One of Facebook’s official arbiters in the battle against ‘fake news’ is on the brink of financial collapse.

The site, which long-served as the internet’s best source for debunking myth and urban legend started an online fundraising campaign with GoFundMe earlier this week, with the hope of raising $500,000.

Founder David Mikkelson explained on the GoFundMe page, that their recent financial hardship is due to contract dispute with one of the site’s vendors. Mikkelson claims the vendor is holding site resources hostage:

We had previously contracted with an outside vendor to provide certain services for That contractual relationship ended earlier this year, but the vendor will not acknowledge the change in contractual status and continues to essentially hold the web site hostage. Although we maintain editorial control (for now), the vendor will not relinquish the site’s hosting to our control, so we cannot modify the site, develop it, or — most crucially — place advertising on it. The vendor continues to insert their own ads and has been withholding the advertising revenue from us.

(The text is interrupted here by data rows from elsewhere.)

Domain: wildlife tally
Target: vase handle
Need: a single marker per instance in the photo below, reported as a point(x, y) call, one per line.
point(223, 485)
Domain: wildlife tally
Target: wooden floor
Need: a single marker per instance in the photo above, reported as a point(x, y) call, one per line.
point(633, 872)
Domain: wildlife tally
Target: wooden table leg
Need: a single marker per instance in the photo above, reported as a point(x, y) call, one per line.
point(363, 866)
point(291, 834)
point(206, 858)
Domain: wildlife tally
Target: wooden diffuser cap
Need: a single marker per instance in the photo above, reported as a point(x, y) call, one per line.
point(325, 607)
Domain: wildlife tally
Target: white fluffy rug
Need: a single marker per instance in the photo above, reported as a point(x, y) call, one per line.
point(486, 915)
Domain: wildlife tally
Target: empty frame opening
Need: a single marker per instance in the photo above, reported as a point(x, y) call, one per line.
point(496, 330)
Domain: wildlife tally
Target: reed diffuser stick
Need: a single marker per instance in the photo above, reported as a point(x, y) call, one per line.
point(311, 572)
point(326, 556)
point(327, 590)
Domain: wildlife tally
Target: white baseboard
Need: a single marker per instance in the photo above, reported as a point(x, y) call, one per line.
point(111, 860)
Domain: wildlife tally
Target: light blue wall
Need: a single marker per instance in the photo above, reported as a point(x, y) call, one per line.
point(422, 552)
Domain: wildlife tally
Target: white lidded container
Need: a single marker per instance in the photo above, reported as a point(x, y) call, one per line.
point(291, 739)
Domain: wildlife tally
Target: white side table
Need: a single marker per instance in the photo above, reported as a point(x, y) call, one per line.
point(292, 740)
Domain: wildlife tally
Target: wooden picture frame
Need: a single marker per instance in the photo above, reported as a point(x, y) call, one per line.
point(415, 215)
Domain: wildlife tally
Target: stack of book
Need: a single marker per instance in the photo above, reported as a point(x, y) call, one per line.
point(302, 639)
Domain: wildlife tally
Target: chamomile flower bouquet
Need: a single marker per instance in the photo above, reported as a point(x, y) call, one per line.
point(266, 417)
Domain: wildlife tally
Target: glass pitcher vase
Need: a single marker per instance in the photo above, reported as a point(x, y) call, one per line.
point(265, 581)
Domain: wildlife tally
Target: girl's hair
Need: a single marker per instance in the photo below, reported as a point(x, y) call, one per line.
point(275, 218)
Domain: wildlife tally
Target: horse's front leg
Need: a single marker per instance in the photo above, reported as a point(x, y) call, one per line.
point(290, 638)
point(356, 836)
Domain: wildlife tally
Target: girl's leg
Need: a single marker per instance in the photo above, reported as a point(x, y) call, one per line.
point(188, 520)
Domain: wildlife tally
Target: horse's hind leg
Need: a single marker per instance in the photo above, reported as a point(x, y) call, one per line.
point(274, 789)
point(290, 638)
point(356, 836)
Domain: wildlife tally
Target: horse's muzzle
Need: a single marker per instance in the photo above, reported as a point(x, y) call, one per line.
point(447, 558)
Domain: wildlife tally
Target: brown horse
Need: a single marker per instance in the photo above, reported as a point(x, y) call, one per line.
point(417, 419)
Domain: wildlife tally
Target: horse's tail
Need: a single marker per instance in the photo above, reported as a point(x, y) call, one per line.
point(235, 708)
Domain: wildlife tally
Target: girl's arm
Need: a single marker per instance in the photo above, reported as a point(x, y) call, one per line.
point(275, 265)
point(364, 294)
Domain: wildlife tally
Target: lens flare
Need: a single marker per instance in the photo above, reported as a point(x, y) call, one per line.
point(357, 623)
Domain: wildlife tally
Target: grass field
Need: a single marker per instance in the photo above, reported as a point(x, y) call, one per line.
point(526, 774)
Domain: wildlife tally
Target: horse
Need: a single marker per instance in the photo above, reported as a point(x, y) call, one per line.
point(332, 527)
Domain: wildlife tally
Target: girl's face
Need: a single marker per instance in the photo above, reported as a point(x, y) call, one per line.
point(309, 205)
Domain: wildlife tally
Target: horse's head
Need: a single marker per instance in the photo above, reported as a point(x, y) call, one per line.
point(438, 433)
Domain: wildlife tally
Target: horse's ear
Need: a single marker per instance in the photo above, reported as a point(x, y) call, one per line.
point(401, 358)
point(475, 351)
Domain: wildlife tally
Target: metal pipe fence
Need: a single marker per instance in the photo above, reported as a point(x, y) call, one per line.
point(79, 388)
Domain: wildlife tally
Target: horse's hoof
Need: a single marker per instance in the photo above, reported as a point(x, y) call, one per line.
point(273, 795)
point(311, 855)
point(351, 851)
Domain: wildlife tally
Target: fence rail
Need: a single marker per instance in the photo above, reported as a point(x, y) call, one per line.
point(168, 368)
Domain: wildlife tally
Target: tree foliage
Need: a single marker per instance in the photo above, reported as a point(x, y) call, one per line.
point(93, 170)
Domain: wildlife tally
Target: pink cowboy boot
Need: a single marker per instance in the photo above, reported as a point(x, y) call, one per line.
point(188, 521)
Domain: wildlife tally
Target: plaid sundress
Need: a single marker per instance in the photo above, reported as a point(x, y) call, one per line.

Our legal team is fighting hard for us, but, having been cut off from all revenue, we are facing the prospect of having no financial means to continue operating the site and paying our staff (not to mention covering our legal fees) in the meanwhile.

The vendor, San Diego-based Proper Media tells a different story.

From The Daily Mail:

But Proper Media insists that Mikkelson’s personal spending and mismanagement is to blame for Snopes’s money woes.

In legal papers filed in San Diego Superior Court, they say: ‘But while Snopes is built entirely around the concepts of transparency and truth, its founder, Defendant David Mikkelson (‘Mikkelson’) has engaged in a lengthy scheme of concealment and subterfuge to gain control of the company and to drain its profits.’

The company says Mikkelson unilaterally broke the advertising contract earlier this year and has bristled at shareholder efforts to rein in his spending.

They note that even as Mikkelson claimed to be under financial duress in court filings in June, he signed the documents while on a trip to Orleans, France.

‘If Mikkelson is permitted to continue unabated as a director of Bardav, he will irreversibly drain the company of important financial resources through personal and unnecessary expenditures,’ said Proper Media in the lawsuit.

The company also claims Mikkelson carried out ‘pervasive fraud’ at Snopes and used the accounts to pay for lavish trips and personal items while refusing requests from shareholders to examine his expenditures.

According to the lawsuit, Mikkelson spent ‘tens of thousands of dollars’ from the company on legal fees for his acrimonious divorce from Barbara last year, a drawn-out battle that included disputes over Mikkelson’s salary and alleged spending on prostitutes.

Court documents from their divorce and its aftermath revealed that he wanted to be paid $720,000 a year.

He is also accused of spending ‘tens of thousands of dollars’ on personal trips, including a honeymoon with his new wife to Tokyo Disneyland.

In December, Mikkelson “was accused of embezzling nearly $100,000 in company funds to spend on personal expenses and prostitutes” when Mikkelson and his now ex-wife were going through a nasty divorce. His ex-wife Barabara reportedly requested Mikkelson’s suspension from company bank accounts, fearing he’d bleed them dry.

After his divorce, Mikkelson married escort, Elyssa Young.

According to The San Diego Reader, Mikkelson carefully denies embezzlement claims, saying he did not use company funds improperly before he married his new wife/escort:

“I did not ’embezzle’ or use any company funds to pay [Young] before we were married and before she was officially hired at,” Mikkelson says in an interview. “[She] has long worked on behalf of, first as an unpaid volunteer and then as a full-time employee, and it’s only within the last year that she started to receive an actual salary.”

Mikkelson claims his request for a raise was a “package deal” with only a portion of it being salary, and that the parties filing suit are attempting to “obfuscate matters and stir up outrage by confusing salary with compensation.

“Using the number of articles published by the site per day is a ridiculous metric for measuring success. It only goes to show how much Schoentrup and Richmond are disconnected from the actual operations of this company. I successfully managed every aspect of this web site on my own for 21 years before Proper Media came along, and now that we’ve grown to a staff of 16 people, we’re more than capable of getting along without them.”

And about that 355 percent raise, Mikkelson says that the payment was a package deal. Only a small portion of the $1.118 million was for his salary.

“The claim is a deliberate attempt to obfuscate matters and stir up outrage by confusing salary with compensation. The overall amount I received last year included my salary for running the company, money the company earned before they bought into it, as well as profit distributions to shareholders. And this amount was not some number that I pulled out of the air, but was in fact based on an analysis performed by a leading compensation expert.”

Snopes once served as the Internet’s go-to spot for facts, remaining almost completely unbiased. But in recent years, Snopes ventured into fact-checking and has managed to discredit itself among right-leaning news consumers as just another purveyor of political bias, barely distinguishable from Politifact.

It appears Snopes’ fall from grace is still far from over.